In yet another event aimed to “celebrate diversity,” an Ohio high school planned what it called “A Covered Girl Challenge” where female students were to have spent the day wearing a hijab.
Mason High School in southwest Ohio scheduled the event for April 23, but in response to a storm of protest, it fizzled out and died before it got off the ground, according to Cincinnati.com.
The idea was to give female students the option of wearing a hijab for the day, then set aside some time for discussion and reflection.
The event was sponsored by MHS’ Muslim Student Association, but an email promoting it came from MHS’ Student Activities Department. In her letter, McCarty-Stewart said that should not have happened.
The event was student-led rather than school-sponsored, she said, adding that MHS will put policies in place to ensure further communication from the school email account is limited to school-sponsored events.
But as word spread throughout the community, backlash to the event grew.
“My belief is wearing these hijabs represents the oppression of women and Sharia law,” former school board candidate Sharon Poe said.
“I do not recall ever getting an email announcing a Christian Cross Wearing day or a booth for information about the Christian persecution from Islamic terrorists. What happen to the argument of the separation of church and state?”
Twitter user Joe Wiesenfeld had a response to that question. He tweeted:
@DailyCaller Silly people. The constitution says nothing about the separation of mosque and state. #hajibdayinpublicschool
— Joe Wiesenfeld (@fazwiesenfeld) April 18, 2015
“The key there is, it’s student-led and student-driven,” school spokeswoman Tracey Carson said. “In this case, I think, honestly, where we messed up is because adults got too involved in this process.”

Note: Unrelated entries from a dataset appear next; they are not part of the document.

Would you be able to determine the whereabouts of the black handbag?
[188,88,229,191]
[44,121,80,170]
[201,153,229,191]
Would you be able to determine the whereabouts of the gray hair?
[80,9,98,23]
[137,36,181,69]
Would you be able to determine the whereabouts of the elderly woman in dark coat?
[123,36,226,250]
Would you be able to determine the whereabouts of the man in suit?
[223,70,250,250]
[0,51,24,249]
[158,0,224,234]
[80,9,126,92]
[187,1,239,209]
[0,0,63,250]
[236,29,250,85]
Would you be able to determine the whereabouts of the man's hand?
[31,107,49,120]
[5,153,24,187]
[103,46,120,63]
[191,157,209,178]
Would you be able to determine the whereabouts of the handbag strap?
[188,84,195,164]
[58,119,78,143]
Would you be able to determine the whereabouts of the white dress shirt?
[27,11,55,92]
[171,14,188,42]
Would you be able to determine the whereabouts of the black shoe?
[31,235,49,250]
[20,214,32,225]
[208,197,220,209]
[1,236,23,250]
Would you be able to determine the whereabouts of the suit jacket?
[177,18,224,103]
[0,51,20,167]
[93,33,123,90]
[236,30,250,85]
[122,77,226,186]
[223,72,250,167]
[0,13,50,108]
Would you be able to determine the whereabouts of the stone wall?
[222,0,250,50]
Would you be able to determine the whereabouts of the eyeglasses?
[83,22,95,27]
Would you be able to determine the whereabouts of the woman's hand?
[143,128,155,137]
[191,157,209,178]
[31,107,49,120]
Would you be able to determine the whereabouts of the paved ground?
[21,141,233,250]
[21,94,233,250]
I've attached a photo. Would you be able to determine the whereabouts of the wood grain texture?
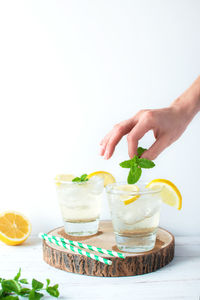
[43,221,174,277]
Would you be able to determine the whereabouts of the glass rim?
[54,176,103,185]
[105,181,162,196]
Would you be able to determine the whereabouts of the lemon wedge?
[55,174,75,186]
[117,184,140,205]
[88,171,116,186]
[146,179,182,210]
[0,211,31,246]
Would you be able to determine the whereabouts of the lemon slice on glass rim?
[87,171,116,187]
[146,179,182,210]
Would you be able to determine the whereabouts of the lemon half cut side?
[0,211,31,246]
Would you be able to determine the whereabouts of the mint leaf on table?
[28,290,44,300]
[138,158,155,169]
[14,268,21,281]
[0,268,59,300]
[119,147,155,184]
[1,279,21,294]
[72,174,88,182]
[19,278,28,284]
[19,288,32,297]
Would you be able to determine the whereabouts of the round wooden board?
[43,221,174,277]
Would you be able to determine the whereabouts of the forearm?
[171,76,200,123]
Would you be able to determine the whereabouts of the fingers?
[127,121,152,158]
[141,135,169,160]
[99,132,111,156]
[100,118,135,159]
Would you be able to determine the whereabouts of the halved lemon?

She admitted that the school has a duty to allow students to practice religion of their choice, “but at the same time, we can’t promote religion,” school spokeswoman Tracey Carson said. “I think by us having the permission slip (for the Covered Girl event), by adults having sent the email, I think we crossed that line.”
Principal Mindy McCarty-Stewart sent an apology Thursday to families in the district:
The event was meant to combat stereotypes students may face when wearing head coverings, but as the event spread beyond our school community, however, we received many strong messages that made me reconsider the event’s ability to meet its objectives.
I now realize that as adults we should have given our students better guidance. After much consideration and after talking with the student event organizers, we have canceled the event.
The event was open only to female students; there were no plans for the male students to “celebrate diversity.”